Divisa - "Então ver-te-ei com os teus olhos"


Mais importante do que a ciência é o seu resultado,
Uma resposta provoca um centena de perguntas.
Mais importante do que a poesia é o seu resultado
Um poema invoca uma centena de atos heroicos
Mais importante do que o reconhecimento é o seu resultado
O resultado é dor e culpa
Mais importante do que a procriação é a criança
Mais importante do que a evolução da criação é a evolução do criador.
Em lugar de passos imperativos, o imperador.
Em lugar de passos criativos, o criador.
Um encontro de dois : olhos nos olhos,  face a face.
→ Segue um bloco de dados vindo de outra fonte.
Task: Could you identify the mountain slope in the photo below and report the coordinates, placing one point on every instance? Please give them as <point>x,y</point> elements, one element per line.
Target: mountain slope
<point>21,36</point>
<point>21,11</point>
E quando estiveres perto, arrancar-te-ei os olhos
E colocá-los-ei no lugar dos meus;
E arrancarei meus olhos
Para colocá-los no lugar dos teus;
Então ver-te-ei com os teus olhos
E tu ver-me-ás com os meus.
Assim, até a coisa comum serve o silêncio
E nosso encontro permanece a meta sem cadeias:
O Lugar indeterminado, num tempo indeterminado,
A palavra indeterminada para o Homem indeterminado.

Traduzido de 'Einladung zu einer Begegnung" por  J.L.Moreno , publicado em Viena, 1914.